If the sprouting of tender green leaves is considered to be a first sign of spring, the first frost of the season must signal the onset of fall, and segue into winter.
Look for frost to form when these atmospheric conditions are present:
- clear nighttime sky conditions,
- at or below freezing air temperatures at the surface,
- and calm winds.
Clear skies and calm winds allow for daytime heating to escape out into the upper atmosphere and outer space. What's known as a temperature inversion layer forms (temperatures increase rather than decrease as one travels upward in the air), and allows cold air to settle near the ground. As the ground temperatures cool to below freezing, what water vapor resides in the air ices up onto exposed surfaces--thus forming frost.

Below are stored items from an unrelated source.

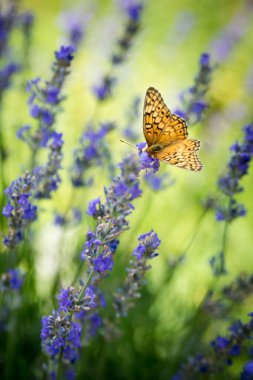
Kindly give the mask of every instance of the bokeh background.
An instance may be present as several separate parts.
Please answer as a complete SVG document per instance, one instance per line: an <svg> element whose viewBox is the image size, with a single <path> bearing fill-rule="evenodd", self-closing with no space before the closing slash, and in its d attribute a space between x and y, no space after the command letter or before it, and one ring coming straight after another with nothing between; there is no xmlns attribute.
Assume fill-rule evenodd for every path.
<svg viewBox="0 0 253 380"><path fill-rule="evenodd" d="M112 70L109 57L126 19L123 3L124 0L17 2L21 11L33 13L34 25L26 69L15 76L1 106L8 153L3 168L7 184L27 169L30 158L27 146L16 138L22 125L32 123L25 83L35 77L50 77L54 51L68 42L73 19L84 27L84 37L64 87L63 112L56 125L65 141L63 181L51 200L40 202L40 217L33 226L33 296L27 301L30 309L18 315L22 328L12 337L9 358L13 368L18 368L20 379L33 378L41 365L37 359L40 318L50 314L55 305L55 276L60 271L61 285L69 285L85 233L92 225L85 215L87 204L102 196L103 186L110 182L103 167L92 168L94 185L76 190L73 197L69 168L84 126L90 120L114 121L117 128L109 135L108 146L113 162L120 162L131 150L120 139L125 138L134 99L138 97L140 101L131 128L137 140L143 141L142 108L147 88L157 88L172 111L180 108L180 96L193 85L202 53L210 54L214 68L206 95L209 107L200 123L189 125L189 134L201 141L199 156L204 169L192 173L161 164L161 173L167 173L173 185L153 191L142 183L143 195L135 202L131 228L122 236L104 291L110 294L124 277L140 233L151 229L157 232L160 255L152 262L142 297L120 322L121 334L110 342L97 337L84 348L78 378L169 379L189 355L208 351L208 342L224 334L229 321L246 318L252 311L249 298L235 305L227 318L212 321L208 313L200 311L200 305L210 289L220 289L240 273L249 273L253 264L252 170L243 179L244 191L238 196L247 215L229 226L227 274L220 278L214 276L209 260L221 251L224 225L216 221L213 211L202 218L203 201L218 194L217 180L229 161L229 147L242 139L242 127L252 121L253 2L143 1L140 29L126 61L115 70L113 94L98 102L92 88ZM12 46L17 57L24 54L18 31L12 35ZM80 225L66 229L55 226L54 213L63 212L70 204L84 214ZM21 267L28 269L25 263ZM21 351L23 356L18 357ZM214 378L238 378L241 363L231 367L229 375Z"/></svg>

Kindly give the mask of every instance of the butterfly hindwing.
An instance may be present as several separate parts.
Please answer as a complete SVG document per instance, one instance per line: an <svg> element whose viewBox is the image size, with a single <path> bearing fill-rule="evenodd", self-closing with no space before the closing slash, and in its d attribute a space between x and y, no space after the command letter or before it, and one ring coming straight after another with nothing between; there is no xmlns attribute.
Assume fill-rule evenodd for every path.
<svg viewBox="0 0 253 380"><path fill-rule="evenodd" d="M162 151L155 153L154 157L167 164L199 171L202 169L202 164L196 153L199 147L200 142L198 140L186 139L164 147Z"/></svg>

For most of us, frost goes unnoticed, or maybe delays our morning departure by 2-3 minutes. However, for agriculturists, it is a critical weather event. While some plants (including certain varieties of perennials) actually need a hard freeze to coax seeds into germination, most plants are extremely sensitive to it. A frost too early (or too late) in the growing season can result in crop failure and a shortage of food supply.
There are a number of ways to protect against frost damage, including:
- Covering plants. When plants are covered, frost can settle on a barrier rather than on the vegetation directly. For this reason, plants not in direct contact with the covering material have the highest level of protection. Woven fabrics, such as sheets, work best and can offer 2° to 5°F of added warmth.
- Irrigating soil and plants before the frost. Moist soil is capable of holding up to four times more heat than dry soil. Likewise, if fruit trees have begun their yield, spraying the outside skin with water can actually help keep internal temperatures above freezing by allow the outside to freeze and create an insulating barrier.
When to Expect a First Frost
Curious to know when to expect your first frost? This date varies by location. To find the average first fall (and last spring) frost dates for your area, use this (free) National Climatic Data Center frost and freeze data product. (Choose your state, then locate the city nearest you.)